5.If in that part of the world there is a society that aspires to openness and, for two decades, has never ceased to demonstrate that aspiration in every election, despite the merciless repression of the Basij, the Revolutionary Guards, and other henchmen of the regime--if there is a people who, in the majority, are ready for spring and whose hopes and desire for freedom will be reinforced by the lifting of sanctions, that society has its epicenter, its heart, in Tehran, Isfahan, and even Qom.

The prospect of a reformist Iran reconciled with its greatness is a gamble on which countless opponents of the bloodthirsty republic founded by Ayatollah Khomeini, both inside Iran and out, have staked much.
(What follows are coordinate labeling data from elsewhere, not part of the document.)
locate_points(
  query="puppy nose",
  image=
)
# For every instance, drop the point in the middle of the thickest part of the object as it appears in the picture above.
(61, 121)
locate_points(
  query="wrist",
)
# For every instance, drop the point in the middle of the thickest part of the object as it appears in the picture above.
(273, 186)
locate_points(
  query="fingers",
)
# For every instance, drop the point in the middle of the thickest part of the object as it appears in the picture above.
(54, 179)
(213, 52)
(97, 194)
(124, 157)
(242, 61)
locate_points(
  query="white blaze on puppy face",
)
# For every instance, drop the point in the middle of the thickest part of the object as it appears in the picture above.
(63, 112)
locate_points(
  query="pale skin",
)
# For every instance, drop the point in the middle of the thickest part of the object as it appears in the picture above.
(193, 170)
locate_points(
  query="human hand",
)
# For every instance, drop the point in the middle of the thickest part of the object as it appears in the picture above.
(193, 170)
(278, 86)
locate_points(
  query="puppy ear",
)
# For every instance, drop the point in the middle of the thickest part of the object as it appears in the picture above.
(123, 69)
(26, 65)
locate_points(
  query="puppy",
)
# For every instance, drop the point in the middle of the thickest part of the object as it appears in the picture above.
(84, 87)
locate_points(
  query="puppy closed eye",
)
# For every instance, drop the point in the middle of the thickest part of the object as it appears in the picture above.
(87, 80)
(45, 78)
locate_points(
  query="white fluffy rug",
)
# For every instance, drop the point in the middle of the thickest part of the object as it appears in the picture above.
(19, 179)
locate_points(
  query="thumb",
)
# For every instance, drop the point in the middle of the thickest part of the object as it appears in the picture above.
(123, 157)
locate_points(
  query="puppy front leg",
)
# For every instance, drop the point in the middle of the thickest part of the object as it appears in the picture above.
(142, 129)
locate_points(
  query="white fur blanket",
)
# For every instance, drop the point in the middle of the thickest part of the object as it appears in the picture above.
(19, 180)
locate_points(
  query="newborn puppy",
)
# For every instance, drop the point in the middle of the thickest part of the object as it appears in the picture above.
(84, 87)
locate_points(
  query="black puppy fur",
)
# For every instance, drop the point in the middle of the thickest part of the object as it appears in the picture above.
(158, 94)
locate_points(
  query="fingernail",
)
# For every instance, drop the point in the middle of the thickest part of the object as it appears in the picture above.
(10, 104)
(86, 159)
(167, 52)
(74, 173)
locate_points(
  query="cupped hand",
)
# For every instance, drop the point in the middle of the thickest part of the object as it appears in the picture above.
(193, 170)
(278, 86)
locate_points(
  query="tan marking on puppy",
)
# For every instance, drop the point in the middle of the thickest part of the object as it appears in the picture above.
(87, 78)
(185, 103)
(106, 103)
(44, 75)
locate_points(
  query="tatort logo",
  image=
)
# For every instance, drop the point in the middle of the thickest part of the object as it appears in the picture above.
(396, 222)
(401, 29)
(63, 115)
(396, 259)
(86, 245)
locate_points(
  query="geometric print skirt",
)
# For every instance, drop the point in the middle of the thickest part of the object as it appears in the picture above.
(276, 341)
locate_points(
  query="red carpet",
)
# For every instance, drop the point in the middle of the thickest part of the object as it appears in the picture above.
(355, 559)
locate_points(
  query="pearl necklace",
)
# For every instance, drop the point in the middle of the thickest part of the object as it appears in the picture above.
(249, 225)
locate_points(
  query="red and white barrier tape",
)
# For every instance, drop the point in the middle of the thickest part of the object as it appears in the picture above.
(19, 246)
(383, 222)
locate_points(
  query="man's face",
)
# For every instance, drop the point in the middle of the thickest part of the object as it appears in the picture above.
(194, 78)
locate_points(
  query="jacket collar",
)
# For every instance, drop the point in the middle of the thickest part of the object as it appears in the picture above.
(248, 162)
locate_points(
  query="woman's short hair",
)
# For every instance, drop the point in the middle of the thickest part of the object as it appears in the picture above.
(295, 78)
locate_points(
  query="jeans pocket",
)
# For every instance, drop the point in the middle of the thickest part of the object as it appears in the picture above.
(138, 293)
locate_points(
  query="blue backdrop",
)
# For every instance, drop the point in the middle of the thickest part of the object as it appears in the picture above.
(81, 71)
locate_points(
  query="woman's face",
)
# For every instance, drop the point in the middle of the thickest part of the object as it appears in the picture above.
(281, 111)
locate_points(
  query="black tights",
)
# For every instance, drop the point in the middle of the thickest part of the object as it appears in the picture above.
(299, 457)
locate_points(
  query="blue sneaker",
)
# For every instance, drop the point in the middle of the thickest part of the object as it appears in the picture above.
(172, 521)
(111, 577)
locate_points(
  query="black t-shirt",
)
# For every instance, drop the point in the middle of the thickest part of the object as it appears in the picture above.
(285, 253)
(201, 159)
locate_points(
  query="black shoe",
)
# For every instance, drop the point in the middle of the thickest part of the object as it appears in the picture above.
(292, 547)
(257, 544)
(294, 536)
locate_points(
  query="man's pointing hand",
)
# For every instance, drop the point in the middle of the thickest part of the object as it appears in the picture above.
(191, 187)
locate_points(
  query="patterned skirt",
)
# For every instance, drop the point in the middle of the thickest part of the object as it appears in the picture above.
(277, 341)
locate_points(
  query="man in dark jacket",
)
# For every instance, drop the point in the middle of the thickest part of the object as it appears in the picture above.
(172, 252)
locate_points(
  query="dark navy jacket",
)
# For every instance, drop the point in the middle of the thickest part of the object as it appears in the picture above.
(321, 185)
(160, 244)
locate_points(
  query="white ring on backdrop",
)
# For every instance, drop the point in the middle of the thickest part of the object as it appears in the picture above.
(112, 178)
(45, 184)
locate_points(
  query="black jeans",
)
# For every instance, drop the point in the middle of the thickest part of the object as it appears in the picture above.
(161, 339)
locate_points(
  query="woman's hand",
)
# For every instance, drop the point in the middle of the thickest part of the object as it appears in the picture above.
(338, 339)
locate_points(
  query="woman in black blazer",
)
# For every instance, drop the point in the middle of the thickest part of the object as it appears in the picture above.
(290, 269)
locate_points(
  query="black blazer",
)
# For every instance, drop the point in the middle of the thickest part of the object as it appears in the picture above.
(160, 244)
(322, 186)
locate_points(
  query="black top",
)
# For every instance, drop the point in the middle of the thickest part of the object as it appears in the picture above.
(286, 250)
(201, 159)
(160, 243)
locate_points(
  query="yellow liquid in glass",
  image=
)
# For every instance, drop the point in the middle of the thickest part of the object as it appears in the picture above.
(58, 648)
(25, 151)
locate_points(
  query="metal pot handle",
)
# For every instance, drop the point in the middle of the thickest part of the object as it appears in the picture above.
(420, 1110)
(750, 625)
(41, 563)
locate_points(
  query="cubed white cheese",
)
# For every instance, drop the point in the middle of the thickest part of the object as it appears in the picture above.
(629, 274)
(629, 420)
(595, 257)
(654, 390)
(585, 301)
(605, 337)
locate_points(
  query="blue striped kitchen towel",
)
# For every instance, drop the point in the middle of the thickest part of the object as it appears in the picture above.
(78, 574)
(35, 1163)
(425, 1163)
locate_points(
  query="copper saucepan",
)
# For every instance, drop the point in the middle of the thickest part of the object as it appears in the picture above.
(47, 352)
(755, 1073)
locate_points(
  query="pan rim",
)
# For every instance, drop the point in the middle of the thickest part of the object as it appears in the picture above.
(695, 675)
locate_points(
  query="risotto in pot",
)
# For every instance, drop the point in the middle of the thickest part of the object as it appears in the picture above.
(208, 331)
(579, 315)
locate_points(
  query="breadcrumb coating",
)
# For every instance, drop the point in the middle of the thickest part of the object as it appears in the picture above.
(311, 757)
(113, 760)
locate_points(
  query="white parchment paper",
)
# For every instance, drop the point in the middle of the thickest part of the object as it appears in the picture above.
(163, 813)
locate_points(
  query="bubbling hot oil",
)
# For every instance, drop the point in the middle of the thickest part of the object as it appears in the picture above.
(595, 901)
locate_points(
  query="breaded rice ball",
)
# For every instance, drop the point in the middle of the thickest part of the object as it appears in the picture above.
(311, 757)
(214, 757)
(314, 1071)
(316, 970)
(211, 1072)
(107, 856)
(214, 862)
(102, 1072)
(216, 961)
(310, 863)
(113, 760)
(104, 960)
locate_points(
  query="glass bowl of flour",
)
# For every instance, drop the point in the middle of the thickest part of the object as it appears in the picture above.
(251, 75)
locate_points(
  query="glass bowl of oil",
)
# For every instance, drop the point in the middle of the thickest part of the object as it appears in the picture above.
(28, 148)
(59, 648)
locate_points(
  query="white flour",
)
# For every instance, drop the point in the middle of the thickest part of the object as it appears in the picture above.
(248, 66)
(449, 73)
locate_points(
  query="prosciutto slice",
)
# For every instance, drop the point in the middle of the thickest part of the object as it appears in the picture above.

It is the gamble taken by the founder of the Green Wave, Amir Jahanshahi, whose book on Ahmadinejad (whom the author termed the "Iranian Hitler") I was honored to review and who today is choosing what Samuel Pisar, at the time of detente with the USSR, called "the weapons of peace."

Although vigilance is more necessary now than ever; although we must not cease demanding evidence, proof, and definitive action with respect to women's rights and human rights in general, we would do ourselves an injustice if we did not give the benefit of the doubt, cautiously and gradually, to the new Iran that is trying to escape from Hell and take the first steps through Purgatory.